Lo! I have flung to the East and West
Priceless treasures torn from my breast,
And yielded the sons of my stricken womb

The poem evokes a sense of pride as well as grief at the loss of a number of Indian soldiers who laid down their lives in the war. In this poem Sarojini Naidu personified Mother India whose heart bleeds for her sons who have been torn away from her bosom ruthlessly and deployed in foreign land to serve British interests.

The poem has personified the country India as the mother of all its people. The boundless grief of Mother India for her heroic sons, who were killed in foreign lands, is expressed in the poem. One of the critics mentioned that “It is India only, the great India, which represents itself as eternal Mother India, who loves her sons and daughters as a real mother does…”.

Mother India’s soft and tender feelings for her brave soldiers are seen through the words, ‘like pearls’. She likens her brave sons to pearls in oysters. Through the simile she compares the dead soldiers lying in graves … foreign lands to beautiful pearls in oysters. The lines also reveal a mother’s sorrow for her sons as well as her pride in them.
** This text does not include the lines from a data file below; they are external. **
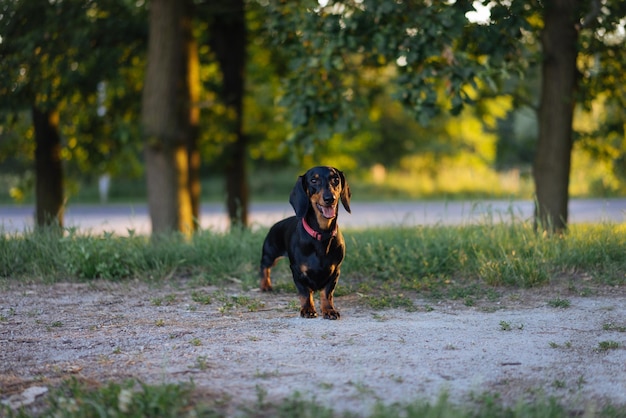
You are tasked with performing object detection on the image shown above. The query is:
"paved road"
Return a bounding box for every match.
[0,198,626,235]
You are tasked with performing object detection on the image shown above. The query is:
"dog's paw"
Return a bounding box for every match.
[300,308,317,318]
[322,309,341,319]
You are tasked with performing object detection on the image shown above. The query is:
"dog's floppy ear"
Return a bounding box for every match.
[337,170,352,213]
[289,176,309,218]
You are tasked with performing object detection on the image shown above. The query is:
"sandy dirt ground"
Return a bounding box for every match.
[0,282,626,414]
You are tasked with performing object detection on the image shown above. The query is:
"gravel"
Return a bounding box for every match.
[0,281,626,414]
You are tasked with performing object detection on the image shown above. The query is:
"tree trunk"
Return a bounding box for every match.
[183,6,201,230]
[533,0,578,232]
[32,106,63,227]
[211,0,249,227]
[141,0,193,234]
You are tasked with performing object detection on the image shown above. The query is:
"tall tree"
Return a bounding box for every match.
[0,0,143,226]
[141,0,194,234]
[269,0,626,231]
[32,106,63,227]
[209,0,249,226]
[533,0,582,231]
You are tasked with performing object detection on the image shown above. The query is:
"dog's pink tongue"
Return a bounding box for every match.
[321,206,337,219]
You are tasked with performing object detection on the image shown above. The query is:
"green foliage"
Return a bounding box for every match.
[0,222,626,294]
[0,0,147,195]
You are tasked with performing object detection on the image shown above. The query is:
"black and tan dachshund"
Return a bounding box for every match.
[260,167,351,319]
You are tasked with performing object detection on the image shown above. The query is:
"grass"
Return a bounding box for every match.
[0,378,626,418]
[0,223,626,294]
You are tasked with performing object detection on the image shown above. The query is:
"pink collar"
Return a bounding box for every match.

This reveals great poetic sensibility on part of the poet.

To the Mother India the soldiers are as delicate as flowers. She is greatly grieved to hear of their bodies being mutilated on the warplanes of Flanders and France. The pale faces refer to the dead bodies of the slain soldiers whereas ‘broken arms’ tell us that they fought bravely before succumbing to death.

The Mother realizes sorrowfully that once the war is over these powerful nations shall commemorate their soldiers and their contributions. There shall be memorials raised in their honour. The European and the English army men shall be remembered for their bravery. She is rightly apprehensive that the sacrifices made by her sons shall be largely forgotten.

She plaintively asks the Western powers not to forget the precious Indian blood that was shed in their cause. They must not forget the precious Indian lives lost in a battle that was not theirs.